The second force exists in stark contrast to this corporate food machine. It is built on relationships forged between those who grow food and those who eat it. In some areas, the number of family farms is actually increasing as people learn about how their food is grown and begin to demand food that sustains rather than destroys the farmers, their neighbors and customers, and the environment. Sustainable, diversified, organic production is helping family farmers off the treadmill of industrialized agriculture and letting them rediscover their basic reasons for farming: a love of the land and a desire to protect its integrity for future generations.
This is the future of farming. But because our elected leaders have largely failed to see and support this new vision, it is up to you and me. It's a long row to hoe, but by working together, we'll get there. Many success stories already exist. Community-Supported Agriculture—where a family pays up front for a subscription to a weekly box of vegetables, sharing both the risks and the bounty of farming—is bringing farmers and eaters together in new ways. Local farmers' markets are growing in popularity. Chefs are discovering that local, organic food tastes better. Local demand is helping family farmers retool their farms and stay on their land.

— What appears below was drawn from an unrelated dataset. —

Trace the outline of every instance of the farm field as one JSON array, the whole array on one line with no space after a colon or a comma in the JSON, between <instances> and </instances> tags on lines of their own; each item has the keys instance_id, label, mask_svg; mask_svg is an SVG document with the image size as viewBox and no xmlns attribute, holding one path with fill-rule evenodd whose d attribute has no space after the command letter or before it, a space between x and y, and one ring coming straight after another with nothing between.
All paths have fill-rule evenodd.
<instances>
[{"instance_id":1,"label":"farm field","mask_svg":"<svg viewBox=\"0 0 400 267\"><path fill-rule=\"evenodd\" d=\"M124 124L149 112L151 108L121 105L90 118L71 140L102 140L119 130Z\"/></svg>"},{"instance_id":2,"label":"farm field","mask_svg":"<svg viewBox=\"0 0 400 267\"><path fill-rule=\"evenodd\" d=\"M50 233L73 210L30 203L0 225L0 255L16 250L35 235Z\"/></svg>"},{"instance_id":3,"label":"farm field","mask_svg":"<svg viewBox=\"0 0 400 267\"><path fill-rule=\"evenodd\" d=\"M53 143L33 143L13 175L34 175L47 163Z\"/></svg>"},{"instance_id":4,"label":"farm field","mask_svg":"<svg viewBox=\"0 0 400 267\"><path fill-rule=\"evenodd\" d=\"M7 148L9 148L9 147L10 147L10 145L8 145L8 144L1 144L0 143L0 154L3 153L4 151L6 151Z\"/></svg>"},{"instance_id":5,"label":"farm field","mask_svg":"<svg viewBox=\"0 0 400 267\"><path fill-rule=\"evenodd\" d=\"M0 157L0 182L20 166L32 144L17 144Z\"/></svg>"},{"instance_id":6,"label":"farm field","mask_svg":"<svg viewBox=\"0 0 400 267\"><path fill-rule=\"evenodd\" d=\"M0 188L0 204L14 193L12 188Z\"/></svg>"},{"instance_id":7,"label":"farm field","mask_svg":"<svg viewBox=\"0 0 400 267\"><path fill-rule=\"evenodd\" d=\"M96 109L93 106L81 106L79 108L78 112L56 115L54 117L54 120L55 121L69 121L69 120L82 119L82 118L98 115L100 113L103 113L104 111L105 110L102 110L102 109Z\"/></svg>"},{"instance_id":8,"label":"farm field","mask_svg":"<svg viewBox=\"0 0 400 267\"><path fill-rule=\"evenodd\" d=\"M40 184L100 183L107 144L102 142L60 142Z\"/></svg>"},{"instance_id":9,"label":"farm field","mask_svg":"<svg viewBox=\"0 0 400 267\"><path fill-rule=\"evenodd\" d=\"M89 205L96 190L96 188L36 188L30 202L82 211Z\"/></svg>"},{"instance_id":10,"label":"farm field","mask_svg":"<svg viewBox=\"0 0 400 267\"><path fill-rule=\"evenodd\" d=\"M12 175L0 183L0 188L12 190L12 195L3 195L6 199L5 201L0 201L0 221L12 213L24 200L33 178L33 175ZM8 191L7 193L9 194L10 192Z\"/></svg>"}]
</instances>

To many farmers, organic farming represents, above all, hope that they can make honest livings and take care of their land, water, and soil; that they can pass on their farms to their children; that farming can heal America's disconnection from the earth. This new way of thinking is taking root across the land. We must do what it takes to cultivate and protect it against the pests that would destroy it. Corporations and politicians are no match for a people united in understanding and purpose. Join me in supporting family farmers' fight for survival. Make each dollar you spend on food a vote for the future.